LA QUESTIONE MORALE

La morale, secondo Hume, quello che non piace è il male, quello che piace è il bene, quindi moralmente accettabile; dall’altra parte, Kant si concentra sulla ragione e soprattutto sul modo come istituzione della moralità.

E’ anche vero che la conoscenza andrebbe intesa in modo dinamico e non statico, così anche la ragionevolezza delle nostre azioni andrebbe messa continuamente in discussione: una specie di morale della morale, ETICA.



Seguendo Hume, io mi chiedo, come chiameremmo la messa in discussione di quello che ci piace? Come si potrebbe mai mettere logicamente in discussione un concetto privo di logica?

Criticare lo stato di cose presenti genera necessariamente un’alternativa. Sarebbe impossibile criticare costruttivamente ciò che non è mai stato costruito e quindi non parleremmo assolutamente di alternative, casomai, sostituiremmo in toto un sentimento con un altro, o peggio ancora, quando non lo sostituiremmo affatto!

Sarebbe possibile incavolarsi se qualcuno osasse criticare la vostra morale se fosse guidata dalla ragione? E se fosse guidata dai sentimenti? La risposta è assolutamente ovvia: nel primo caso non ci toccherebbe affatto; nel secondo invece, andremmo su tutte le furie!

Seguendo sempre Hume, se un leader (di fatto o di atto) parla di cose piacevoli e si presenta come a noi piace, egli sarà moralmente accettabile e lo saranno anche le sue parole; dall’altra parte, egli sarà oggetto di analisi ragionevole degli oppositori e anche oggetto di ostacolo di altri ancora. In entrambi i casi, tutti i suoi oppositori saranno visti come nemici e conseguentemente odiati e derisi.
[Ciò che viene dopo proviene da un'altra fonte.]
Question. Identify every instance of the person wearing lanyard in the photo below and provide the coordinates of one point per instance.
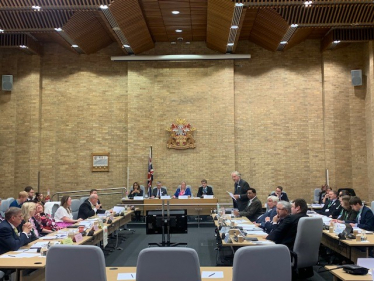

Quelli che, dopo aver analizzato il discorso e le tesi, condividono ancora le idee della persona e seguono criticamente, non saranno più odiati dai seguaci, ma saranno odiati dal leader, in quanto potenzialmente più autorevoli del leader stesso e, quindi, ne costituiscono una minaccia.

Secondo Kant, un leader ragionevole, proprio perché mette se stesso e le sue idee continuamente in discussione, perderebbe la gran parte dei seguaci, da una parte per le idee che “non piacciono”, dall’altra invece, per la sua persona che andrebbe a sostituirsi. Insomma, una persona ragionevole non può durare nel tempo, come non possono durare in eterno le sue idee.

Il solo fatto di vedere sempre gli stessi leader sulla scena politica ci dice che quasi la totalità degli italiani “ragiona” con i sentimenti e che un cambiamento allo stato attuale non è possibile. Così si spiega anche il “divide et impera”.

Quando vedrò finalmente dei cittadini comuni mandare a pedate nel culo il proprio leader e non sputare continuamente sugli “avversari” inizierò a “credere” in un cambiamento possibile.